Blow to government as peers vote to uphold UK standards

Peers have dealt a blow to the government in an ongoing battle over food standards and trade deals
Peers have dealt a blow to the government in an ongoing battle over food standards and trade deals

The government has suffered a new blow as peers voted to ensure future trade deals meet the UK's high food and farming standards.

Peers in the House of Lords backed two amendments to the Agriculture Bill during votes on Tuesday night (20 October).

Lord Granchester's amendment ensuring future agri-food imports met the UK's standards was voted through by 282 votes to 244.

Peers also backed Lord Curry's amendment looking to strengthen the remit of the new Trade and Agriculture Commission, by 278 votes to 200.

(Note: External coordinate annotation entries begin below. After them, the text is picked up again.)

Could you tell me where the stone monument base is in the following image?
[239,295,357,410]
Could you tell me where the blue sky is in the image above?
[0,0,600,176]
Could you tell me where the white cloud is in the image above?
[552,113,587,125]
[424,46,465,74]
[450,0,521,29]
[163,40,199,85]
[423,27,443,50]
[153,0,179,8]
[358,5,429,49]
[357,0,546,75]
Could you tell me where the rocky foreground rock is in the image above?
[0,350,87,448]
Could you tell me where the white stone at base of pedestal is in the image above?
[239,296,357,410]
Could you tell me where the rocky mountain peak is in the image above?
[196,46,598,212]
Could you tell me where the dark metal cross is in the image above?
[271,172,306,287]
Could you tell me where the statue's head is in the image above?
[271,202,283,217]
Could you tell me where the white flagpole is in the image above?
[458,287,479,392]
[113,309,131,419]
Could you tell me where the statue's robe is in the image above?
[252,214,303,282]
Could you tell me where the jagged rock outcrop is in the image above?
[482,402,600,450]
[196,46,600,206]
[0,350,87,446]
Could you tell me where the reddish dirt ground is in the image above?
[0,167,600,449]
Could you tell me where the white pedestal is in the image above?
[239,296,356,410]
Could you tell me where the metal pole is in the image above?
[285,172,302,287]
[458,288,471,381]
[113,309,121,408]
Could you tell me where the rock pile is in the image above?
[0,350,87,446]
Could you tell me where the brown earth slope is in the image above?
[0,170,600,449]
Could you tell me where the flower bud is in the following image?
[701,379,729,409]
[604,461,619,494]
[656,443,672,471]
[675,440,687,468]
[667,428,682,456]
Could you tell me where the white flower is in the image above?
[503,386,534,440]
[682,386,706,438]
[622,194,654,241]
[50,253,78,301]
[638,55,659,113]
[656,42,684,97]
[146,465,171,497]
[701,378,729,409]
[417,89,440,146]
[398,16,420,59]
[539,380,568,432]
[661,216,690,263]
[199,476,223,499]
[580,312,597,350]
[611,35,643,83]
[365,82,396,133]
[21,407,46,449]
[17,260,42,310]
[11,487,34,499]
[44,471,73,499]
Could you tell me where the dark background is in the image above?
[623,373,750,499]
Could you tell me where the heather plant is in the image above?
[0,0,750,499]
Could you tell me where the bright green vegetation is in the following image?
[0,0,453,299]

Both amendments will now return back to MPs in the House of Commons once again, in a parliamentary process known as 'ping pong'.

Last week (13 October), the government rejected both amendments, arguing they were unnecessary as a commitment was already there in ensuring UK standards would be kept in any trade deals.

Defra farming minister Victoria Prentis told the Commons that night that the government was 'absolutely committed to high standards'.

However, farming industry groups have warned the UK may be forced to accept lower standards to secure a future trade deal with countries such as the US.

The British public have also raised their concerns. An NFU petition demanding UK standards to be safeguarded has gained well over one million signatories.

Speaking during the House of Lords debate on Tuesday night, Labour's shadow environment minister Lord Grantchester said protections were needed.

"Future standards can be changed through technical statutory orders. We seek to put in primary legislation what the government has claimed is in the Withdrawal Act."

The Earl of Caithness, a Conservative peer, said the government had been 'unnecessarily obstructive and intransigent' on the Agriculture Bill.

"And that is a huge sadness because they are alienating a lot of farmers and a lot of those who live in the country who see the government as being unnecessarily reluctant to accept any improvements to this bill," he said.

Independent crossbencher Lord Curry of Kirkharle added: "The fear of cheap imported food undermining our standards of production as a result of trade deals that have not been adequately scrutinised has united all key stakeholders from the entire farming community."

The bill along with its voted through amendments will now return to the House of Commons for further debate and scrutiny.